What about sending a child to live with fellow believers? While preferable to lending them to unbelievers, in many ways this too is undesirable. The child may still have to cope with major social, emotional, and psychological adjustments. Some children have become despondent or have fallen prey to delinquency and bad association. Some have lost all appreciation for spiritual things.
As parents well know, it requires skill, patience, and much time to instill in a child a love for Jehovah. If such a task is difficult for a child’s natural parents, who intimately know him or her from birth, how difficult it must be for a couple to rear a child that is not their own! Since the everlasting life of a child may be at stake, parents must seriously and prayerfully consider whether lending a child to someone else is worth the risks.
Nevertheless, Christian parents must decide for themselves how they will carry out the counsel of 1 Timothy 5:8: “Certainly if anyone does not provide for those who are his own, and especially for those who are members of his household, he has disowned the faith and is worse than a person without faith.” If they personally are not able to provide the child’s material needs, they should see to it that their child’s spiritual needs are met in the best way possible under the circumstances.

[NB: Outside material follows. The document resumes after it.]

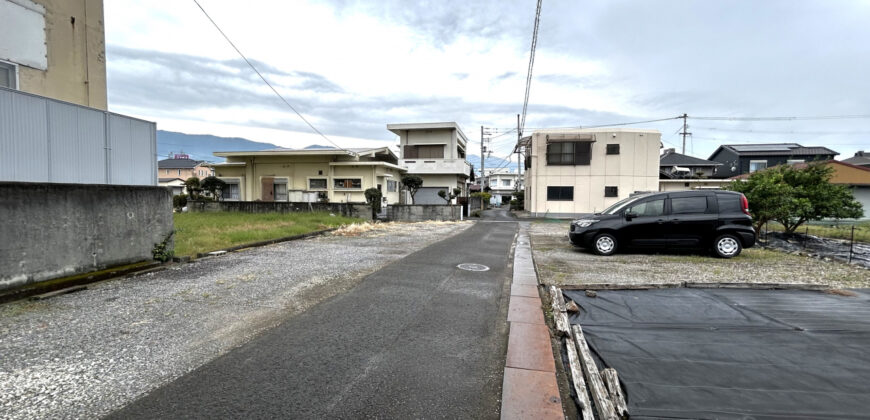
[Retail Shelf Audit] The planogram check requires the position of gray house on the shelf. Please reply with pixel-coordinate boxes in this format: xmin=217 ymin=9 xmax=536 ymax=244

The psalmist wrote: “Children are a gift from God; they are his reward.” (Psalm 127:3, The Living Bible) So cherish your young ones, and keep them close to you. Love them, and let them love you. Help them to become spiritual men and women, for doing so will result in their everlasting blessing. Perhaps you will be able to say, as did John of his spiritual children: “No greater cause for thankfulness do I have than these things, that I should be hearing that my children go on walking in the truth.”—3 John 4.